Yes but the measurement of the stagnation point is a proxy for angle of attack. A VG just allows airflow to remain attached at a higher AoA.
Peter wrote:
It seems intuitively correct, but – if true – it would mean that the stall warner on every plane on which the flap setting is not taken into account would be usable only at one flap setting, which is clearly not the case since the vast majority of piston planes have just a microswitch with a piece of metal attached to it, with no flap position input.
Well the stall warner comes on at a margin above stall. If you have a big enough margin than it will come on for a clean stall as well I suppose.
The reason I ask is that the Vr has been reduced by ten knots, which is very valuable for Accelerate-Stop, but if I rotate at the Vr I get a stall warning.
I think there is a little bit more to it
https://ntrs.nasa.gov/archive/nasa/casi.ntrs.nasa.gov/19930083830.pdf
Doesn’t help Timothy though, or maybe it does.
Great article – local copy.
1952… shows how little changes.
Here are a few papers about Vortex Generators by Professor Rogers:
Professor Rogers Technical Flying
Go to Flight Test articles.
On the basis of my experience with two Cessna Skylarks and a Maule MX-7-180, the answer to your question is yes, if you want to take advantage of the MicroAero VGs to take off and land at lower airspeed (i.e. shorter), you may have to get used to the sound of your stall horn (or perhaps adjust it). I didn’t adjust mine, so in still conditions it serves as an audible approach speed indicator.

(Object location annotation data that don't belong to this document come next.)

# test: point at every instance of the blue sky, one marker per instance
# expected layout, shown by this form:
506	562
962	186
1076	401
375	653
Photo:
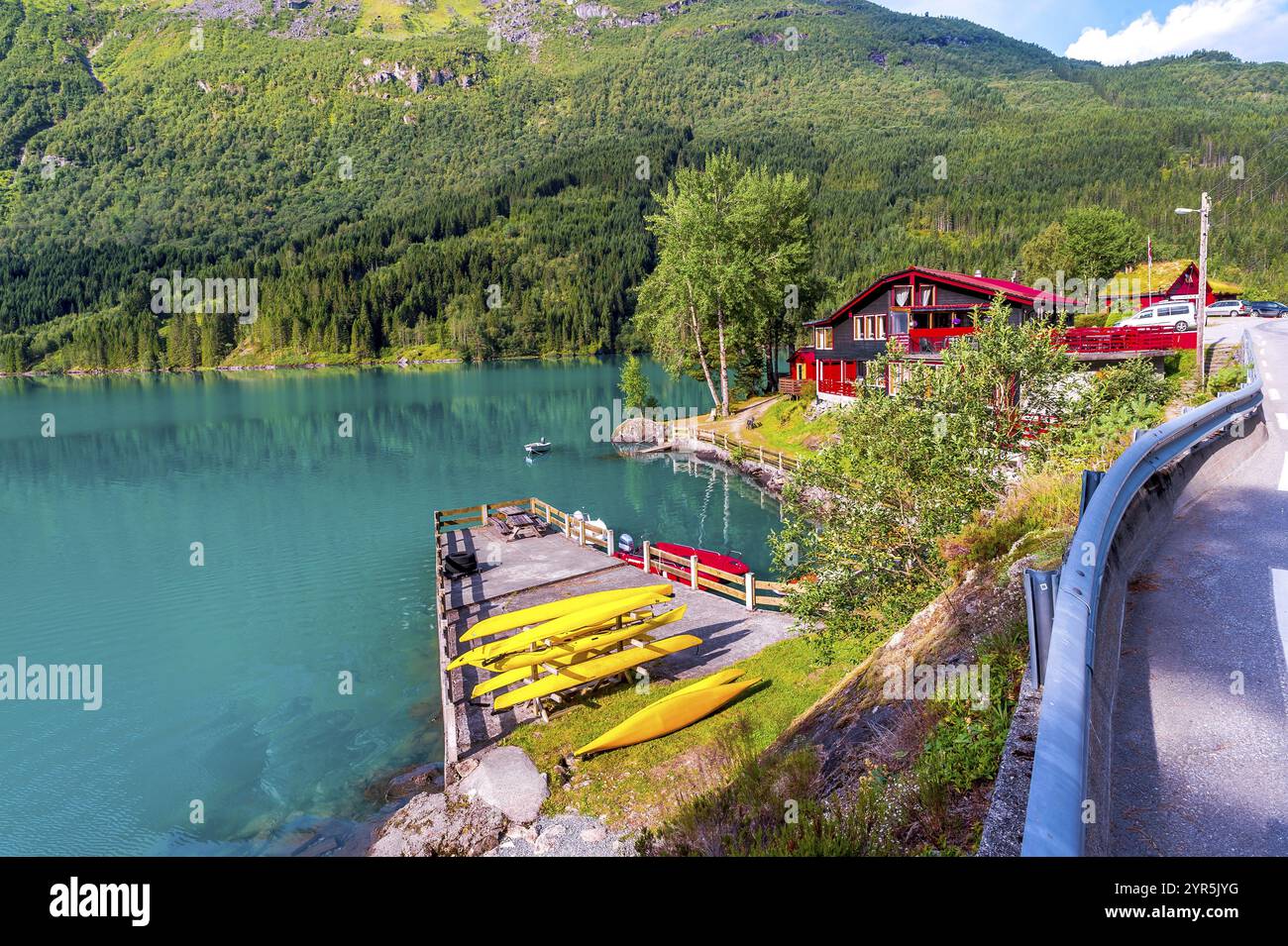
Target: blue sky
1119	31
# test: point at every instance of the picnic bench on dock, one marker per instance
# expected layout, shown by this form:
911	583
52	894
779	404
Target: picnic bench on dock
511	523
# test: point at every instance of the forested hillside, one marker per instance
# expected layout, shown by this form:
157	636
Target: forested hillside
410	176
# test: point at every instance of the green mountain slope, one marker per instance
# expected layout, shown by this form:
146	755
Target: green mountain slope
378	164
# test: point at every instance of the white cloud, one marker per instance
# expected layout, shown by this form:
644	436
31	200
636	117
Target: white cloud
1253	30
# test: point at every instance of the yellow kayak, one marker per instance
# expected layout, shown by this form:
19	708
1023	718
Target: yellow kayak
717	679
580	645
669	714
518	667
500	623
575	624
595	668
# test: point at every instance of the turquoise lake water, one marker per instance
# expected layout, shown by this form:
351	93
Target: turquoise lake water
220	683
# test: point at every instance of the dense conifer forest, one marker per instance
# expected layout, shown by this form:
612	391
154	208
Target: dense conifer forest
413	179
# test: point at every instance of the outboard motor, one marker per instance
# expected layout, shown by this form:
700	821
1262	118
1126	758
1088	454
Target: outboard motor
459	564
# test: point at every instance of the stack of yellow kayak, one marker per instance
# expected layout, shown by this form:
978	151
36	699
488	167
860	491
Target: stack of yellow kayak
674	712
568	644
500	623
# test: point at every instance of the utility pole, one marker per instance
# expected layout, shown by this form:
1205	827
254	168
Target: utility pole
1201	291
1201	295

Otherwise, you can just fly exactly as you do now, but with a greater margin against departure from controlled flight and with a slightly greater tendency to “float” after you flare for landing – in which case all you have to do is to adjust your aiming point perhaps another 10-15 m short of the threshold.
Jacko wrote:
Otherwise, you can just fly exactly as you do now
This is the difference between locating the aircraft 15 or 60 mins from the owner’s home. I have to get that balanced field length down, and 77kts, as opposed to 87, is the way to go. I have to take advantage of the VGs, but would prefer not to hear the stall warner.
Timothy wrote:
I have to take advantage of the VGs, but would prefer not to hear the stall warner.
How does your stall warner operate? Is it adjustable or a fixed mechanical type?
Very interesting thread.
Thimothy, I’ve never flown a twin so forgive my question if it doesn’t make sense: I understand that on most twins there’s a speed (blue line) below which the airplane won’t be flyable if it looses its critical engine. Is that speed lowered by the VGs, or with a VR lower by 10kts, is there an increase in the period of time you spend in that vulnerable zone?
There are a few posts assuming that what happens behind the wing can’t affect what happens in the front. I don’t believe that’s correct. I have haven’t had to deal with Navier-Stokes equations for a long time, somewhat thankfully, but I’m still fairly confident that in a fluid (like air) things don’t work that way. The whole flow of air over and under the wing is a system which must be looked at in its entirety.
understand that on most twins there’s a speed (blue line) below which the airplane won’t be flyable if it looses its critical engine.
Not quite. The critical speed is the red line. You never get airborne slower than that. Blue line is about performance following an engine failure.
Rotate is invariably between the two.